The flow involves using a Python node to extract text from a DOC file using libraries such as fitz for PDF handling (if the document is in PDF format), BytesIO for in-memory file manipulation, and docx from the python-docx library to read DOC files specifically. Once the text is extracted, it’s sent to ChatGPT, where the model processes the content, searches for relevant information, and provides a summary based on the text, thereby streamlining the document analysis and summary generation process.

This code is a Python function designed to download a document from a given URL, extract text from either a PDF or DOCX file, and return the extracted text.
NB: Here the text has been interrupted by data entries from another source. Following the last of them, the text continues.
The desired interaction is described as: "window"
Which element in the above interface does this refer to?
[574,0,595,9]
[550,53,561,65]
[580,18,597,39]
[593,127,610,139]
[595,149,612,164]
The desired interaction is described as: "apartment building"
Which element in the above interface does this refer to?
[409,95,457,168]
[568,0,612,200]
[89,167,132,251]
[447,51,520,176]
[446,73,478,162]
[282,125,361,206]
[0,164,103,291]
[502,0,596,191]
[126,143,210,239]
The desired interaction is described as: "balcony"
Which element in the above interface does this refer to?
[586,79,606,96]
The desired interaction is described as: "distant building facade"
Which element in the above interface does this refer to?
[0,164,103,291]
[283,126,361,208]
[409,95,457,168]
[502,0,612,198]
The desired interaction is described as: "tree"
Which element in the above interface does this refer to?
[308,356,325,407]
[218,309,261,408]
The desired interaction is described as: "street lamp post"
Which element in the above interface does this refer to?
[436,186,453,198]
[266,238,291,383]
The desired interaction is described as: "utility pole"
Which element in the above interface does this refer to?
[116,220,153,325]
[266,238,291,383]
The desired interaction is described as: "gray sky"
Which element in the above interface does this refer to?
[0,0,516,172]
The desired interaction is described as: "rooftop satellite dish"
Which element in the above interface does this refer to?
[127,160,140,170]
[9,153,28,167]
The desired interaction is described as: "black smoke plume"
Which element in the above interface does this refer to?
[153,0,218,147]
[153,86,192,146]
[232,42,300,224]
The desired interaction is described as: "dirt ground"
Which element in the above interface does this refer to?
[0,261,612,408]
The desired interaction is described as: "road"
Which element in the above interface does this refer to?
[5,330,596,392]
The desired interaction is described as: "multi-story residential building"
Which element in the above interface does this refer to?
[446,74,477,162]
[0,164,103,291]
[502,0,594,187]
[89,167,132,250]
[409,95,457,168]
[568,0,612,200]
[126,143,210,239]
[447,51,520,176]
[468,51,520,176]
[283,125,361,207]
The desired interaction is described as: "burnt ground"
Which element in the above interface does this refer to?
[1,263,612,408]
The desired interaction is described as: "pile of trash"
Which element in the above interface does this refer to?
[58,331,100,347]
def main(context, **kwargs):
  import requests
  import fitz
  from io import BytesIO
  from docx import Document
  
  def download_file(url):
      response = requests.get(url)
      response.raise_for_status()
      return BytesIO(response.content)
  
  def extract_text_from_pdf(file_stream):
      document = fitz.open(stream=file_stream, filetype="pdf")
      text = ""
      for page_num in range(document.page_count):
          page = document.load_page(page_num)
          text += page.get_text()
      return text
  
  def extract_text_from_docx(file_stream):
      document = Document(file_stream)
      text = ""
      for para in document.paragraphs:
          text += para.text + "\n"
      return text
  
  def main(url):
      file_stream = download_file(url)
      
      if url.lower().endswith('.pdf'):
          text = extract_text_from_pdf(file_stream)
      elif url.lower().endswith('.docx'):
          text = extract_text_from_docx(file_stream)
      else:
          raise ValueError("Unsupported file type. Only PDF and DOCX are supported.")
      
      return text
  
  # Example
  url = context.variables["axi1-start"]["Document"]
  try:
      result = main(url)
  except Exception as e:
      result = e
  yield result

Good to know.

Here are the libraries available within Python environment node, covering a range of functionalities from data processing and machine learning to web development and API interactions:

Data Processing and Analysis:
- Pandas and NumPy for efficient data manipulation, analysis, and numerical computations.
- SciPy for scientific computing, widely used in research and technical applications.
Machine Learning & Natural Language Processing:
- Huggingface Hub to access and work with pre-trained NLP models and datasets.
- LangChain for leveraging language models in custom applications.
Web Development:
- Django and FastAPI for building full-featured web applications and high-performance APIs.
Cloud and API Integrations:
- Boto3 for AWS services integration and management.
- Google API Python Client for interacting with various Google APIs.
- Requests for making HTTP requests, commonly used for API calls.
Data Storage and Serialization:
- SQLAlchemy as an ORM for database management.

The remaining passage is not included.